No patent issued by the Patent Office (PTO) is secure and getting patents is time consuming and costly, especially for individuals. Far from securing patents, the PTO unsecures them under an unconstitutional presumption of validity and makes them tickets to federal courts. See The PTO is always under the leadership of global executives and this is the global's first line of defense of controlling the nation's intellectual property. For the individual inventor, without disparaging the capable examiners, the PTO is an organization under the absolute control of the globals, who also control the legislators who write the patent laws and appoint the PTO administrators provided by the globals. The global's second line of defense of controlling the nation's intellectual property are the federal courts where legislators write the laws and appoint the judges, all paid for by the globals. Once in court, individual inventors get slaughtered by the simple method of summary judgement of patent invalidity without being heard on their claims of infringement of their patents by the globals and their requests for jury trials. Only the globals are permitted this treatment. In effect, the federal courts are designed only to hear disputes between the globals. They are designed to crush inventors. See Wake up people, your patent system belongs to the globals.

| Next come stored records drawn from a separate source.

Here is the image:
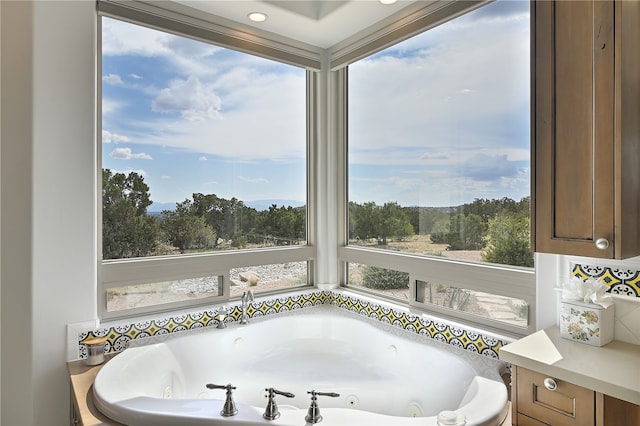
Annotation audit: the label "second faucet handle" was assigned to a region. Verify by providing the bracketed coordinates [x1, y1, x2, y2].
[207, 383, 238, 417]
[262, 388, 295, 420]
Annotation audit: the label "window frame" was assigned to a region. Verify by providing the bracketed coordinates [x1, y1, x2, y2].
[332, 2, 537, 337]
[96, 0, 537, 336]
[96, 1, 320, 320]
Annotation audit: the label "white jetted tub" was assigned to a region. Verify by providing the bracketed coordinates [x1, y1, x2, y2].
[94, 306, 508, 426]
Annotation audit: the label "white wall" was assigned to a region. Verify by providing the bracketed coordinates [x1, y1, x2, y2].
[0, 0, 96, 426]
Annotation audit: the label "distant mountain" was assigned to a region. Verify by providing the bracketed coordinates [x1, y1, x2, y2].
[244, 200, 305, 211]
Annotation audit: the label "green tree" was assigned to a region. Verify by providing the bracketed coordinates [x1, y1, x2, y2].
[378, 202, 413, 245]
[259, 204, 306, 245]
[362, 265, 409, 290]
[482, 212, 533, 267]
[160, 199, 217, 253]
[445, 214, 486, 250]
[102, 169, 158, 259]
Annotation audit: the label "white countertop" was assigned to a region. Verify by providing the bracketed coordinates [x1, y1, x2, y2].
[500, 327, 640, 405]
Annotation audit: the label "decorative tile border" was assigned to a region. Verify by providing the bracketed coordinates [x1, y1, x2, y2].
[571, 263, 640, 297]
[334, 293, 508, 358]
[78, 291, 509, 359]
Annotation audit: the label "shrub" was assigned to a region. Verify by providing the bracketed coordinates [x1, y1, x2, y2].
[362, 266, 409, 290]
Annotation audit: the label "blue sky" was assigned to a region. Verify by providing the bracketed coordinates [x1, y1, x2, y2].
[349, 1, 530, 206]
[102, 18, 306, 211]
[102, 2, 529, 210]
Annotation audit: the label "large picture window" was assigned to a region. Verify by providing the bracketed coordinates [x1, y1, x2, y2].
[100, 17, 309, 317]
[345, 1, 534, 331]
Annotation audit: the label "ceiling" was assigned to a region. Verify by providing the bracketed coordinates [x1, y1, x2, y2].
[171, 0, 430, 49]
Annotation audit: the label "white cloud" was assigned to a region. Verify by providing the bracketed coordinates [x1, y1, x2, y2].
[238, 176, 269, 183]
[102, 74, 124, 86]
[109, 148, 152, 160]
[102, 130, 131, 143]
[102, 97, 124, 116]
[151, 76, 221, 122]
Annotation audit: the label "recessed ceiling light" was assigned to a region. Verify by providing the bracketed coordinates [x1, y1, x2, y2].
[247, 12, 267, 22]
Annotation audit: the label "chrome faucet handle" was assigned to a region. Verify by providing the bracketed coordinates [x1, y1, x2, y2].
[304, 390, 340, 424]
[262, 388, 295, 420]
[207, 383, 238, 417]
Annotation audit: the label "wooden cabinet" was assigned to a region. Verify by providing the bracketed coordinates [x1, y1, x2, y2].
[532, 1, 640, 259]
[512, 367, 595, 426]
[511, 365, 640, 426]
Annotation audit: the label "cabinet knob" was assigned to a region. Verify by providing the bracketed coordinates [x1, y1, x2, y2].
[596, 238, 609, 250]
[542, 377, 558, 392]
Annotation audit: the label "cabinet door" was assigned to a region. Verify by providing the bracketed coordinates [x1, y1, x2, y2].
[533, 1, 615, 257]
[516, 367, 595, 426]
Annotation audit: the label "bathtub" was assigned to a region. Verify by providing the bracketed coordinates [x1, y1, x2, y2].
[93, 305, 508, 426]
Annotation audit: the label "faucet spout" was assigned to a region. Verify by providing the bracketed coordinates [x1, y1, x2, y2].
[240, 290, 253, 324]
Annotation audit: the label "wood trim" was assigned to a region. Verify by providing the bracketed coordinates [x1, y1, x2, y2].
[67, 354, 124, 426]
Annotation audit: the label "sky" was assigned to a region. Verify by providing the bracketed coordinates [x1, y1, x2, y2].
[102, 1, 529, 211]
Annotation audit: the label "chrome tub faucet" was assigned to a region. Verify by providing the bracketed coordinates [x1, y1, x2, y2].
[240, 290, 253, 324]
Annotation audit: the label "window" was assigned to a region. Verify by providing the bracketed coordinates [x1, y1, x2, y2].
[341, 1, 535, 334]
[99, 13, 311, 318]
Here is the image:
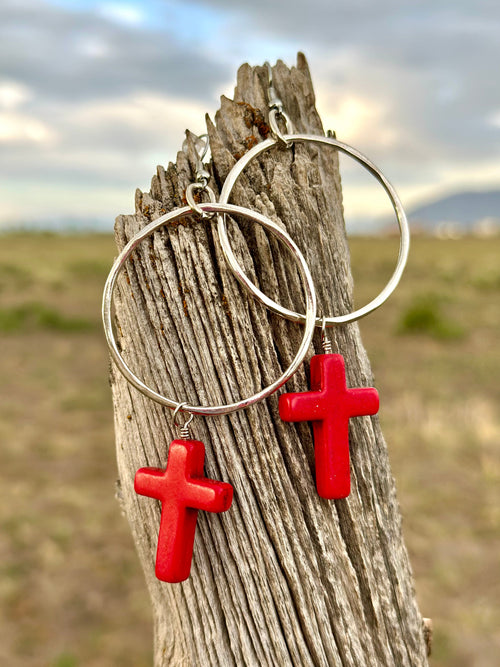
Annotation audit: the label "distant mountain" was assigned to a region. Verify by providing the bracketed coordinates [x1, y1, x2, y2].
[407, 190, 500, 232]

For example, consider U.S. Patent No. 3,950,635 issued to inventor James Constant. On summary judgement motions by 17 global corporations, the federal courts dutifully obliged by asking the global's hack attorneys to write up and then rubberstamping the facts and law. The Constant '635 patent was held invalid under 35 USC 102 (b) in view of the Allen and Westerfield article (A&W)1 and the Stalcup patent 2and further was held invalid under 35 USC 103 in view of the Springer article3.Constant v. Advanced Micro-Devices, Inc., (CAFC 88) 848 F.2d 1560, 7 USPQ2d 1057,1063, cert.den. 488 U.S. 892 (1988). However, a court's jurisdiction rests on the patent owner's claim of patent infringement and not on the alleged corporate infringer's defense of patent invalidity. Christianson v. Colt Industries (1988) 108 SCt 2166, 100 LEd2d 811. Had the inventor been heard on his claims of patent infringement, as required by Christianson, and proved that the global corporations were infringing his patents, the summary judgement would have been in his favor. As it stands, the courts arbitrarily decided the case without jurisdiction without giving the inventor his due right to be heard on his claims of infringement by the global corporations.